May 19, 2022

Faculty Freedom of Speech and Diversity is Threatened at the University of Washington

For a university to serve its community, produce new knowledge, and educate its students, the faculty cannot be afraid to speak freely.

For a university to provide a place where knowledge and ideas are freely shared and debated, faculty must be shielded from outside political pressure, and diversity of viewpoint must be protected for both faculty and students.

As I will describe below, there are serious threats to faculty diversity and freedom at the University of Washington.  Threats reminiscent of the loyalty oaths of the late 1940s and early 1950s.  Subtle and overt pressure against faculty holding the “wrong views”, with University faculty increasingly pushed towards a monoculture of political correctness.

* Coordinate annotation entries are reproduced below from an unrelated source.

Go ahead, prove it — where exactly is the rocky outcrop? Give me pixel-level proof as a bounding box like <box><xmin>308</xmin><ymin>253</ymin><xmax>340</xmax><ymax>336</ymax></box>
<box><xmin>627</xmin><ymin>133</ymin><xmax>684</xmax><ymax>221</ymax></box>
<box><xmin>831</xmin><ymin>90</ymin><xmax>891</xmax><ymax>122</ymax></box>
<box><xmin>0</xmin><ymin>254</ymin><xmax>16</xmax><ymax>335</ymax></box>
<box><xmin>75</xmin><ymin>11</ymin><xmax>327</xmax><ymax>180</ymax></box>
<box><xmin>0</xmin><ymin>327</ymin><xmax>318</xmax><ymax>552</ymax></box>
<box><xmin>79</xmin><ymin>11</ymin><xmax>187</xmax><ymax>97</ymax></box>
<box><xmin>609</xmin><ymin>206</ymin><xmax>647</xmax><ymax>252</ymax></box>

This is not simply a faculty issue.  It will influence which students are admitted to the UW and the type of education they receive.

Should All University Faculty Be Required to Actively Support A Diversity/Equity/Inclusion Agenda?

During the next few weeks, the University of Washington faculty will vote on a requirement that mandates a statement demonstrating concrete action in support of a diversity, equity, and inclusion (DEI) agenda.

This proposed new mandatory statement would be in addition to the current requirement that faculty demonstrate progress in teaching, research, and public service. The faculty code already states that contributions to diversity and equality of opportunity can be cited for supporting promotion;  it is just not required.

Establishing DEI requirements is the current rage among major coastal universities, particularly those in blue-leaning states.  It is highly political, with strong support among many progressives, but with far lesser support among those with more moderate viewpoints. 

 A key issue is the term “equity”, which DEI supporters generally see as meaning equal outcomes for all groups in society.  In contrast, a more moderate, traditional viewpoint generally highlights equality of all individuals, with each given equal rights and opportunities, but no guarantees of success.  In a university with “equity”, preferences are often made for specific groups, such as for admissions or providing special aid and support for certain “underrepresented” populations.   

Requiring that all faculty support a social/political agenda favored by one segment of society not only politicizes the university but represents “compelled speech”, a violation of the First Amendment of the U.S. Constitution.  It is probably illegal.

But the situation at the UW is even worse than that.  There is no guidance on what DEI activities would represent acceptable faculty progress:  the decision is left to each department or unit on campus.  This pushes the door of potential abuse wide open.

Although most faculty just want to get on with their research, teaching, and service, there is a vocal minority of faculty and university administrators that are pushing their departments and the university to take on an activist, politicized, progressive agenda.  These individuals, many of them idealistic and well-meaning, wish to mold the world towards their vision of social justice.  And in their self-righteous worldview, it is fine to suppress the viewpoints of others, push out “unbelievers”, and discourage those with different political viewpoints.

They love to talk about diversity, but their diversity is narrow and only includes individuals with similar beliefs or members of favored groups.  And I note there is no definition of what diversity and inclusion means in the new faculty requirements, again leaving the potential for abuse.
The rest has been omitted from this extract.